A capability is permission to do one thing — register a particular surface, or call a particular host service (filesystem, network, host query), or consume a bounded resource. The governing rule is one line:

effective = declared ∩ granted

The manifest declares the capabilities the plugin wants; the host grants a set at load time; the plugin runs with the intersection. A capability the plugin declared but the host did not grant is simply absent — and absence is enforced, not advisory. There is intentionally no global PluginConfig: every grant is a deliberate, per-load decision.

How that absence takes effect differs by loader:

  • Extism filters host functions at load. Only the host functions for granted capabilities are linked into the plugin; an ungranted host function is never installed.
  • WASM Component Model records the effective set and surfaces it as effective_capabilities / denied_capabilities. Alongside the always-available host-log and host-trace-context, the capability-gated host-net (HTTP GET/POST, added to the linker only when Network is granted) is wired today; host-fs is not yet exposed on the Component Model. Extism wires a wider set — host_net_http_get, host_fs_read, host_query_run, host_kms_sign, host_secrets_acquire — each filtered in by its granting capability.

Either way, a registrar call that needs a capability outside the effective set fails the whole register() — partial registration is never observable, and the load outcome surfaces a denied_capabilities list.

Per-call resource limits. FuelPerCall and MemoryBytes cap per-call fuel/operations and linear memory.
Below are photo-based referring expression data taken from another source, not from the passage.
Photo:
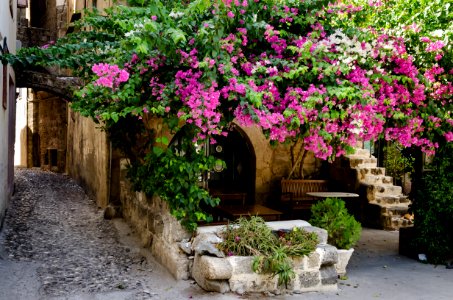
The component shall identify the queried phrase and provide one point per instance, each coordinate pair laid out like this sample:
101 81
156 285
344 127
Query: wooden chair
294 193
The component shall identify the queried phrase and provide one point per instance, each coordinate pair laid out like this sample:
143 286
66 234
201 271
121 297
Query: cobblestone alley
55 244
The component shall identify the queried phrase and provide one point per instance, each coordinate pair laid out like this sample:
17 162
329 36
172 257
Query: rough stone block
214 268
219 286
199 275
329 255
328 275
206 244
322 233
241 264
314 260
309 279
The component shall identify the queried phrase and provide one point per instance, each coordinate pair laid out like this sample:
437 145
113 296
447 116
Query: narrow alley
55 244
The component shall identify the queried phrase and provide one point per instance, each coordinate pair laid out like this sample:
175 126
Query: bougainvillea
297 69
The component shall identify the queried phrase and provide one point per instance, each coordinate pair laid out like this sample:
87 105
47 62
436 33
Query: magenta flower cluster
329 88
109 75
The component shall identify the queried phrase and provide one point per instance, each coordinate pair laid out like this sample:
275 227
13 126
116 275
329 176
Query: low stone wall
196 256
315 272
157 228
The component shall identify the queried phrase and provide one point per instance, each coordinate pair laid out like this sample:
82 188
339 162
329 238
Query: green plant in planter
331 214
272 251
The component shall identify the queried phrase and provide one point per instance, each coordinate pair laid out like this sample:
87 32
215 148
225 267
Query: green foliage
331 214
433 209
252 237
411 19
396 164
177 179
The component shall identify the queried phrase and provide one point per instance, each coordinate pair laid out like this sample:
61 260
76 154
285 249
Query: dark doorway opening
238 175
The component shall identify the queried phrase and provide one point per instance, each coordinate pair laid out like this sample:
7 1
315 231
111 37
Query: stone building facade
8 10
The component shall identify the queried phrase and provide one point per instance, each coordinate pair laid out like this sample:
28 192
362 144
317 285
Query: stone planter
343 259
217 273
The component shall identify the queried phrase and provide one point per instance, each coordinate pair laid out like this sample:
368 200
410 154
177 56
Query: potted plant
342 228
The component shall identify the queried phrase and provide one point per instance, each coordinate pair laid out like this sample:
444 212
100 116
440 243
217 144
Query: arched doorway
238 177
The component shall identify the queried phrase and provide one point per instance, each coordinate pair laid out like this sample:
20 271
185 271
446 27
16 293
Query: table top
332 194
253 210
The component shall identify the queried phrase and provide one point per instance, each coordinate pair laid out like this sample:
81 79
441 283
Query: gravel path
56 245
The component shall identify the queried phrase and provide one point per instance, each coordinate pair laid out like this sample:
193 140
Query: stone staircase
385 204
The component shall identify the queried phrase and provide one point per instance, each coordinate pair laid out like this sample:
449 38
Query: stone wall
88 157
272 164
52 130
158 230
7 106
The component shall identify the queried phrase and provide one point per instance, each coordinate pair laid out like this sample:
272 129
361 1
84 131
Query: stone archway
239 173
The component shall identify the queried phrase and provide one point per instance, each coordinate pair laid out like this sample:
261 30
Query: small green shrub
272 251
331 214
433 209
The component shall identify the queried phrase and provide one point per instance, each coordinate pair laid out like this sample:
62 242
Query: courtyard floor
55 244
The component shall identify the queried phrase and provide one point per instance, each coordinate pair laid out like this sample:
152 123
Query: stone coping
274 225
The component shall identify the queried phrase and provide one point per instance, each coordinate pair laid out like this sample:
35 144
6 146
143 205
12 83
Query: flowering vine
300 70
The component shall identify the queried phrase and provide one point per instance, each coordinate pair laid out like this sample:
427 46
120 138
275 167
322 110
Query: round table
332 194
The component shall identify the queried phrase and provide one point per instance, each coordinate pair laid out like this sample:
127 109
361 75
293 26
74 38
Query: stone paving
56 245
55 231
78 250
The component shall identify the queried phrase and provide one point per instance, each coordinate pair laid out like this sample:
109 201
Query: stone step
395 209
378 179
362 162
370 171
383 190
382 200
395 223
362 152
405 199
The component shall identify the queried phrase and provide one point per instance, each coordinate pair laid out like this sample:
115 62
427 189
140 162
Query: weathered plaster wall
7 117
272 164
158 230
88 157
52 131
20 146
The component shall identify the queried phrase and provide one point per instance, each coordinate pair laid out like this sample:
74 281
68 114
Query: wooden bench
294 193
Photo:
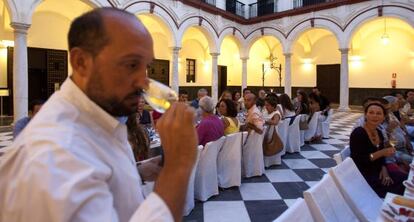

The Rhai engine enforces them from the granted quota capabilities; the WASM Component Model and Extism loaders take the equivalent limits from their manifest fields.

See Trust & Capabilities for the full capability taxonomy, signing, and trust policy.


Load → register → resolve

Every plugin, on every loader, flows through one lifecycle: the host loads bytes, the loader validates the manifest and applies trust, the registrar commits surfaces into the registry, and — later, at query time — the planner resolves a qname and invokes the surface.

sequenceDiagram
    participant Host
    participant Loader
    participant Registrar
    participant Registry
    participant Planner as Planner / Executor

    Host->>Loader: load(bytes, granted_capabilities)
    Loader->>Loader: parse & validate PluginManifest
    Loader->>Loader: verify hash / signature, apply trust policy
    Loader->>Loader: effective = declared ∩ granted
    Loader->>Registrar: register() — one call per surface
    Registrar->>Registrar: gate each call vs. effective caps + namespace
    Registrar->>Registry: commit_to_registry() (atomic)
    Note over Registrar,Registry: any failure aborts the whole batch
    Registry-->>Host: LoadOutcome (effective + denied caps, counts)

    Note over Planner,Registry: ── later, at query time ──
    Planner->>Registry: resolve(QName)
    Registry-->>Planner: Arc<dyn Surface>
    Planner->>Planner: invoke (Arrow data in / out)

The two halves are deliberately decoupled. Load → register happens once, eagerly, with full validation and trust enforcement. Resolve → invoke happens per query, as a cheap point-lookup against the registry — and because the registry hands back an Arc, a long-running query keeps invoking the version it started with even if the plugin is hot-reloaded underneath it.